The rain began to end as all good things tended to do. Even now I’m not sure how long I sat there watching and feeling the rain as it petered off into a soft drizzle, but I remember what I did once I realized that the moment couldn’t last. I had pulled myself back inside and wiped my arms off on my shirt – which had been soaked thoroughly enough that it looked like a water bottle had been upended on my head. I changed quickly enough, knowing that my mother wouldn’t care or notice. For as scared as I was to “act out,” I knew how to hide the evidence of the things I did that she never approved of. Even as I cleaned up and hid, though, I remember that the smile wouldn’t come off my face. The camera beside my feet, safe and sound, also had the pictures that I had taken once the window had opened – proof I had done something crazy and gotten away with it. The pictures, no matter how out of focus and blurred, were proof of a moment where my skin had been rain-touched and my heart had been bursting with warmth.
After my tidying up and quick change of shirts I had settled back down by the window, attention utterly consumed at how green everything was outside – at how alive everything was. The ground looked to be teeming with life and the air that seeped through my window smelled of living plants and rain-soaked ground. I remember it wasn’t until years later that I had learned the word for that.
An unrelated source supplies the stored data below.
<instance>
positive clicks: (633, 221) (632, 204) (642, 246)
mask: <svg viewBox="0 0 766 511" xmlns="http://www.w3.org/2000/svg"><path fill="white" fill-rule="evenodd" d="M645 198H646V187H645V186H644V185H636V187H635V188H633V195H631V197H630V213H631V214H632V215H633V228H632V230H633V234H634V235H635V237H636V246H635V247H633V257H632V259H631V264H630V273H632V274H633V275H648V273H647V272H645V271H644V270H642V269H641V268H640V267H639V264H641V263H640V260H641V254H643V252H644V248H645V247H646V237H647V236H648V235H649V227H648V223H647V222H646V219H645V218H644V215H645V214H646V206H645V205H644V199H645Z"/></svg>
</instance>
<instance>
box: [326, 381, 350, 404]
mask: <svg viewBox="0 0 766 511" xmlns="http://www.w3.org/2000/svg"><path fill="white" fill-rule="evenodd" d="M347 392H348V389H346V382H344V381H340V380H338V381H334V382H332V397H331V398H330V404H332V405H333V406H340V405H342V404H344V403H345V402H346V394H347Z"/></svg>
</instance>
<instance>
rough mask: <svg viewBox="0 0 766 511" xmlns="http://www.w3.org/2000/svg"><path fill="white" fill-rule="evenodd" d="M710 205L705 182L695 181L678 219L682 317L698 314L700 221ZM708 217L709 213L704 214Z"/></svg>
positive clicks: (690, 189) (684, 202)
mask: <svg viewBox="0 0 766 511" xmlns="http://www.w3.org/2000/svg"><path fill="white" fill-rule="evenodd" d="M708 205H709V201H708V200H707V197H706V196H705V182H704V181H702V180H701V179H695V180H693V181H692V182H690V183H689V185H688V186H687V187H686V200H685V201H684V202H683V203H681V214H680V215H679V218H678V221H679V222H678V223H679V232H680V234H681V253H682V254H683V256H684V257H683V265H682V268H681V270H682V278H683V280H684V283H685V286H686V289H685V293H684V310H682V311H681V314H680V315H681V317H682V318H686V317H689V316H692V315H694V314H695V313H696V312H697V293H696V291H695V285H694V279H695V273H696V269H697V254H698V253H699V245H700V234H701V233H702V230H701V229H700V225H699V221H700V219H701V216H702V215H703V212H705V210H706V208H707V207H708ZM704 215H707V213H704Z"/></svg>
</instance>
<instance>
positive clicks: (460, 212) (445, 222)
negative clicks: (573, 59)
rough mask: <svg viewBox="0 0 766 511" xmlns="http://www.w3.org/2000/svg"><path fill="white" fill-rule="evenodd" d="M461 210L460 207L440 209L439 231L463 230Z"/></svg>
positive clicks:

Petrichor – a word that described the smell of the ground after the rain, but in that moment, a word like that only meant content, to me. It meant happiness. It meant peace. It meant joy.
An eternity had passed in the seconds it took to crawl to my knees, ragged old carpet doing nothing to soften the sharp pain it took to balance before I managed to pull my window shut. Closing the last inch was harder to do than opening it, my heart no longer beating fast, but instead sinking towards the earth that was now soaked in rain. The sound of footsteps on the stairs, however, had me forcing the window down and locking it back up tight – it had me locking myself back up tight. I knew my mother was coming up the stairs and I knew I would have to act like I hadn’t just broken a half a dozen rules, maybe even lie to her face, but I also knew those few minutes with my arms out the window had just changed everything.
The rain finally ended as the doorknob began to turn, my anxiety and fear fading away as I took one last peek out my window. Sunbeams were peeking through disappearing clouds and reflecting off a soaked world, lighting everything up and letting me glimpse a completely different world for the few seconds I looked. As I looked back to my mother, I hid my smile and silently admitted, if only to myself, that I couldn’t wait for the next rainstorm.